Mieux connaître votre surface d’attaque externe

Vous souhaitez savoir quelle est l’ampleur réelle de votre surface d’attaque externe et où se situent les principaux risques? En tant que partenaire de conseil en intelligence du cyber-risque, nous vous accompagnons dans une première analyse EASM, dans l’évaluation de votre exposition et dans la mise en place d’une stratégie de monitoring durable.

🎯 Points clés pour les décideurs

Résumé pour le conseil d’administration, la direction et le CISO:

✓ La surface d’attaque numérique est plus grande que prévu: 30 à 40 % des actifs accessibles depuis l’extérieur ne sont généralement pas connus de l’IT.

✓ La Suisse est une cible: +113 % de cyberattaques au T1 2025, 222 notifications obligatoires la première année de l’obligation BACS, 58 victimes de Ransomware confirmées en 2025.

✓ L’EASM complète, il ne remplace pas: External Attack Surface Management comble la lacune que la gestion classique des vulnérabilités et le Pentesting laissent ouverte.

✓ Continu plutôt que ponctuel: les audits annuels ne suffisent plus, car la surface d’attaque change chaque jour.

✓ Un sujet de conseil d’administration: les données EASM et les Security Ratings créent un langage commun entre la sécurité IT et la direction de l’entreprise.

Questions fréquentes: FAQ sur External Attack Surface Management

Qu’est-ce que External Attack Surface Management (EASM)?

External Attack Surface Management désigne la détection, l’inventaire et la surveillance continus de tous les actifs numériques accessibles depuis Internet d’une entreprise.
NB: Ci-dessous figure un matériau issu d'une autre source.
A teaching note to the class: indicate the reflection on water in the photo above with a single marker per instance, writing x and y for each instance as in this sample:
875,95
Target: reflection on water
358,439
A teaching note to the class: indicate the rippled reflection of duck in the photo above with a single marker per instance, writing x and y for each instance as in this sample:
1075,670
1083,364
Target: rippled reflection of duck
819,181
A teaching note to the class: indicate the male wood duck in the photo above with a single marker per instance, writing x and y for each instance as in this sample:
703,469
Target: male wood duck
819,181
L’EASM opère du point de vue d’un attaquant et met au jour des systèmes inconnus comme le Shadow IT, des sous-domaines oubliés et des ressources cloud, tout en évaluant leur risque.
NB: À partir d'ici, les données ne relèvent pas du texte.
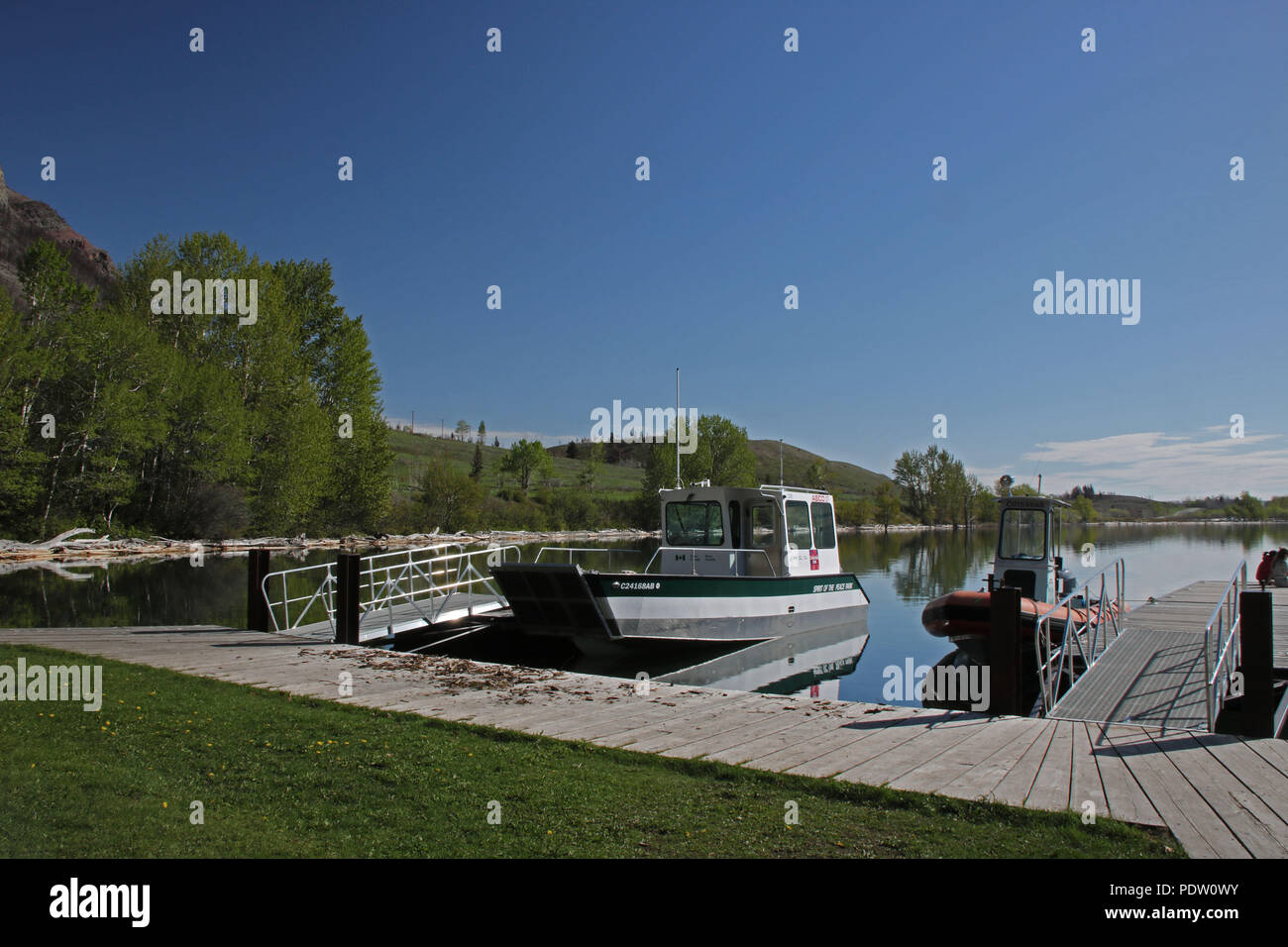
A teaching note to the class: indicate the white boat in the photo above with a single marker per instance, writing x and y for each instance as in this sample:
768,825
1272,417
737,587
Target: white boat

Quelle est la différence entre l’EASM et la gestion classique des vulnérabilités?

La gestion des vulnérabilités scanne des systèmes connus et gérés afin d’identifier des failles. L’EASM franchit une étape supplémentaire: il découvre d’abord tous les actifs accessibles depuis l’extérieur, y compris ceux qui sont inconnus, puis il évalue leur risque. Ainsi, l’EASM complète la gestion des vulnérabilités par une perspective «outside-in» et comble une lacune critique de l’architecture de sécurité.

L’EASM est-il pertinent aussi pour les PME suisses?

Oui. Les PME disposent souvent d’une surface d’attaque externe étonnamment vaste, qu’il faut surveiller avec des ressources IT limitées. Par conséquent, les PME suisses sont de plus en plus ciblées par des attaques de Ransomware, car les attaquants y anticipent des mesures de protection plus faibles. L’EASM permet d’identifier les principales expositions à un effort raisonnable, puis de les traiter de manière ciblée.

Quel est le lien entre l’EASM et l’obligation de déclaration en Suisse?

Depuis le 1er avril 2025, les opérateurs d’infrastructures critiques doivent déclarer les cyberattaques au BACS dans un délai de 24 heures. Une visibilité complète sur sa propre surface d’attaque numérique est nécessaire pour détecter rapidement un incident, le qualifier et le déclarer dans les délais. Sans EASM, la base d’une Incident Detection efficace fait souvent défaut, notamment lorsque les actifs touchés n’étaient pas connus de l’IT.